Le responsable favorise les maturités courtes et les "steepeners", un contrat d'échange de taux d'intérêt ("swap") dans lequel un taux fixe est échangé contre un taux variable qui dépend de la différence entre taux longs et courts.

FONDAMENTAUX

Malgré les tensions éventuelles, une véritable crise budgétaire semble éloignée. Les titres souverains américains demeurent le premier actif sûr, l’activité aux États-Unis reste robuste et les baisses de taux de la Réserve fédérale contribueront à faire pression à la baisse sur les rendements des actifs souverains.

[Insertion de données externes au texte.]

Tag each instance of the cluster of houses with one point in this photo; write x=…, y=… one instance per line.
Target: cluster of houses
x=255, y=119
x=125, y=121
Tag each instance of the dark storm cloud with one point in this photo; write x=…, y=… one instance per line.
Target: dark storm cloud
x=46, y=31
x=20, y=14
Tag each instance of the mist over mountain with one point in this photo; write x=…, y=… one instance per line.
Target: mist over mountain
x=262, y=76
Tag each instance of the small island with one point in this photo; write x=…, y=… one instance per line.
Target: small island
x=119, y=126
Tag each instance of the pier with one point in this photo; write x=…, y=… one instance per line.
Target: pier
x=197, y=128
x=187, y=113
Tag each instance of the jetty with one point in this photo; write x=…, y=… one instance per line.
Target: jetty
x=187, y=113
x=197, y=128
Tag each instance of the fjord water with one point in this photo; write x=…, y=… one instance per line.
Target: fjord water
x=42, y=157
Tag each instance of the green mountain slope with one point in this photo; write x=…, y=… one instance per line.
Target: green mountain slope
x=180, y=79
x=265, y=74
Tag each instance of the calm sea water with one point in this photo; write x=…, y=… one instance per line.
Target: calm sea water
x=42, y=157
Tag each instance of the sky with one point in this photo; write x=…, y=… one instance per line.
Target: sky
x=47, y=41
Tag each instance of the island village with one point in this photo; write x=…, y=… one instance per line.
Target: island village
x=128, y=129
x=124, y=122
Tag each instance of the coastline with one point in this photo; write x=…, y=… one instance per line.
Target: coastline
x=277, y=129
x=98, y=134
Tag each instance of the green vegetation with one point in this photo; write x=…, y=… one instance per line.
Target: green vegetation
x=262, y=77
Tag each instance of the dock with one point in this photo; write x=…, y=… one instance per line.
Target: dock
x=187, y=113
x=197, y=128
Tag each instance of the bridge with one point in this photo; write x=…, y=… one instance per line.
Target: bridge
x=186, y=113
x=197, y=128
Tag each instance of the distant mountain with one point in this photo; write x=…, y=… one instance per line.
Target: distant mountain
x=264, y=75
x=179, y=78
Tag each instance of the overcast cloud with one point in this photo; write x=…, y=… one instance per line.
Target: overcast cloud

"Des déficits plus élevés ne mènent pas forcément à des rendements plus élevés", prévient Garrett Melson, stratégiste marché US chez Natixis IM. "La demande reste forte pour les souverains américains qui sont utilisés comme collatéral et pour absorber un volume d’épargne mondial important".

La corrélation entre actions et obligations est par ailleurs redevenue négative et pourrait inciter les investisseurs à racheter ces titres, qui permettent de prémunir un portefeuille contre les baisses de marché.

"La dynamique d’inflation et la croissance réelle importent davantage pour les rendements américains", ajoute le gérant qui table sur un taux à 10 ans compris dans une fourchette de 3,5% à 4% sur une période de trois à six mois, même s'il reconnaît que le résultat des élections modifierait cette fourchette.